It is becoming increasingly important that people take care of themselves as best and as long as possible. Self-management abilities can relieve the pressure on the healthcare system caused by the increasing demand for care and support. They will help people remain independent for a longer period of time. Most self-management interventions aim to improve the management of a chronic condition only, for example by taking medicines, getting exercise, eating healthily, and giving up smoking. Self-management requires more, however, than just managing one’s condition; it also involves the management of one’s health and well-being in broader sense. Dealing with an illness affects not only functional capacities and clinical outcomes, but also broader quality of life aspects, such as anxiety about the impact of an illness on oneself and family and fear about the financial impact of an illness. Paying attention to the worries and concerns of patients and investing in their abilities to cope with them are important. There is a need to focus on broader self-management abilities and overall quality of life, rather than physical functioning, disease limitations, and lifestyle behaviours alone. Examples are investing in self-efficacy and investment behaviour. Self-efficacy refers to the belief in one's abilities to complete tasks and reach goals, find agreeable activities, have friendly contact with others, and let others know that one cares about them. Investment behaviour refers to sufficiently and regularly pursuing interests (e.g., a hobby) to keep active, maintaining good contact by devoting time and attention to those who are dear, and keeping busy with the things in which one excels to remain proficient in these activities. Better self-management abilities can prevent worsening of a disease, allowing patients to maintain physical as well as mental quality of life and thereby relieving the pressure on the health care system caused by the increasing demand for care and support.
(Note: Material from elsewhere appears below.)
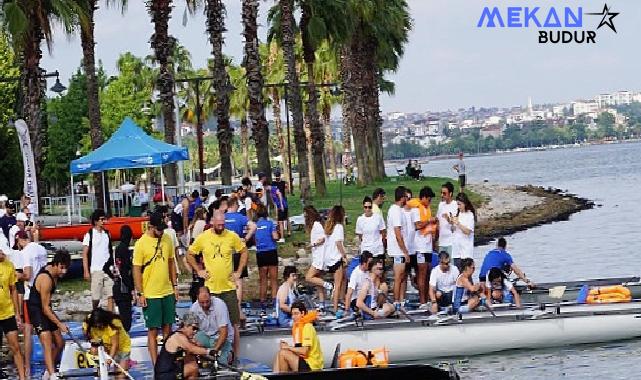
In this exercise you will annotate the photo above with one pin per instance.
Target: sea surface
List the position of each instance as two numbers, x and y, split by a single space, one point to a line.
601 242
Ageing in place and the creation and maintenance of age-friendly communities is a core theme of the research group Socio-Medical Sciences. With rapid population ageing, policy makers and service providers are increasingly aware of the importance of building and maintaining age-friendly communities. We may speak of a community if individuals realize multiple well-being goals together. A community is therefore a collection of multifunctional relationships conditioned by the benefits of being a member as well as the opportunity and ease of goal realization. Living in an environment where people are trustworthy, help each other when needed (even when it is not convenient), and do not try to profit at others’ expense is expected to benefit the well-being of community-dwelling older people. Community as multifunctionality in social relations therefore refers to dependencies among neighbours to produce well-being. Solidarity among neighbours - known as the moral force of community – may thus be an important social resource on which older people can rely to help them age in place. Our research aims to enhance a comprehensive understanding of the person-environmental fit and what is needed to promote ageing in place and create age-friendly communities.
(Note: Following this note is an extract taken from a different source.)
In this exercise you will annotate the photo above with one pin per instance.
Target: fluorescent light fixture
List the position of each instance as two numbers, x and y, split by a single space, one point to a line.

To meet the needs and protect the well-being of patients, a patient-centred system of care delivery characterised by high-quality proactive care that is organised, structured, and planned through a focus on interactions between informed, activated patients and proactive health care teams is needed. Thus, patients need to be informed (provided with sufficient information to become proactive partners and wise decision makers in their care delivery) and activated (by understanding the importance of information sharing and their roles in managing the illness). In addition, teams of health care professionals must be organised, trained, and equipped to conduct productive interactions, provide patient-centred care (PCC), and coproduce care delivery. The Socio-Medical Sciences research group investigates PCC in various settings to increase our understanding of how to improve PCC for all patient populations.
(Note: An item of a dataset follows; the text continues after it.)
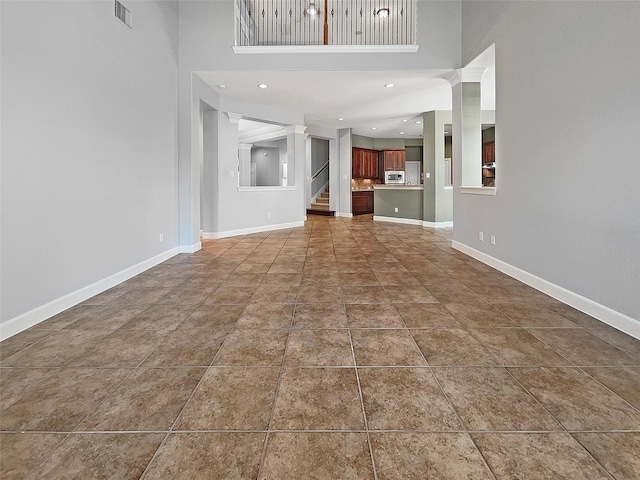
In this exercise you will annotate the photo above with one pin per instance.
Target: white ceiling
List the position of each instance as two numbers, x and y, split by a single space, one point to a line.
360 98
While PCC is advocated as the way to achieve coproduction of care research has shown that most patients do not feel that their level of participation in the coproduction of care is sufficient, and several difficulties occur in the establishment of productive patient–professional interaction. Failure to communicate accurately and share knowledge, or differences in treatment goals between patients and health care professionals, may lead to lack of respect and finger pointing, resulting in a lack of motivation in both parties. Although health care decisions are broadly accepted to require the integration of research evidence and individual preferences, the implementation of such approaches remains limited in practice. This situation represents a missed opportunity. Although interest in the examination of productive patient–professional interactions or coproduction of care is growing, this area of research is quite new, with a preponderance of conceptual literature. To learn more theoretically, however, we must know much more empirically. Empirical investigations of PCC, productive patient–professional interaction, and their contributions to more favourable outcomes (e.g. enhancement of satisfaction with care and well-being of patients and informal caregivers are still largely lacking. Our research group already did important research in these areas and aim to further enhance our knowledge on relational coordination and coproduction of care in the years to come. Anna Petra Nieboer and Jane Murray Cramm are faculty partners of the Relational Coordination Research Collobarative and report on evidence on relational coordination and relational coproduction of care.